Adventures with Kafka

Published: Aug 22, 2025

Recently, I had to solve a rather curious problem with connecting to Kafka. There was a need to connect to an external Kafka cluster from a secure environment. Three nodes of the cluster are provided as input to the Python client, and their addresses are known. The pods in the secure environment do not have direct access to the internet. All HTTP requests are routed through a specially set up proxy. However, Kafka does not operate over HTTP. For such purposes, the proxy has a special mode - the host and port that need to be tunneled are passed in the HTTP headers, and after the header exchange, the HTTP connection remains active. The socket from this HTTP connection can then be used as a TCP tunnel to the specified port. However, there is a problem - the Kafka client cannot be provided with a socket for connection.

Solution to the tunnel issue

Within the same Python process, a socket is raised that listens on a local port and the loopback interface, and proxies all traffic to the HTTP socket obtained from the external proxy. The Kafka client, in turn, connects to the local port.

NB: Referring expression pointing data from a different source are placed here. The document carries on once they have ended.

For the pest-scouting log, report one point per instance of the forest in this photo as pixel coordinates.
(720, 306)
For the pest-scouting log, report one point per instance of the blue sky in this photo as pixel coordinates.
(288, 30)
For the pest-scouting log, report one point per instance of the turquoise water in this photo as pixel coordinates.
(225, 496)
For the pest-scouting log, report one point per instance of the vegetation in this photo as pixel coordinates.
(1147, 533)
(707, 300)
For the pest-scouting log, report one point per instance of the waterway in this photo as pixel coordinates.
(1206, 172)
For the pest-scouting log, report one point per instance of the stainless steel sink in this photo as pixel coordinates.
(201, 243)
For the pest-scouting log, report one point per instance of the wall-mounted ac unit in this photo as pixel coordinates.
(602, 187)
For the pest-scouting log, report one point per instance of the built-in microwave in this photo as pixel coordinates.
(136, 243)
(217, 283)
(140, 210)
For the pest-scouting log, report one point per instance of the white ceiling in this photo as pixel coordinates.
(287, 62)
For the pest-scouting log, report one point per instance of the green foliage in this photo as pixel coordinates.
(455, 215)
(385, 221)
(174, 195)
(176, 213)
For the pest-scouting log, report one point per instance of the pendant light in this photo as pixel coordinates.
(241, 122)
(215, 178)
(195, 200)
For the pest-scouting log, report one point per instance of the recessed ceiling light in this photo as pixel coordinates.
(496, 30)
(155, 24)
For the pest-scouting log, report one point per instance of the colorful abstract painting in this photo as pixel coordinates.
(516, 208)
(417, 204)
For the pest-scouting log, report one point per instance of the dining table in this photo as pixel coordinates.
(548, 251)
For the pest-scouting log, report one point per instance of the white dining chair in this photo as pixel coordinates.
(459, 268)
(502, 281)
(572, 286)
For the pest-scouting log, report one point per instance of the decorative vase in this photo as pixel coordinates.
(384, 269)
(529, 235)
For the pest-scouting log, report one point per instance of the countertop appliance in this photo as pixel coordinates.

However, it's not enough to be connected to just one node of the cluster. When the client connects to any of the nodes, it receives the current topology of the cluster and for stable operation, it must be able to connect to any of the nodes. One tunnel is not sufficient here. It is not a problem to open a tunnel to each of the target hosts, but at the same time, it is necessary to somehow communicate these tunnels to the Kafka client.

Solution to the problem with multiple nodes

At the transport level, we cannot organize routing by domain, but we need to connect to the same loopback interface. On the other hand, nothing prevents us from creating new virtual loopback interfaces and assigning each of them to one of the domains in the Kafka cluster in the hosts file. After that, for the Kafka client, everything starts to work in a completely transparent manner.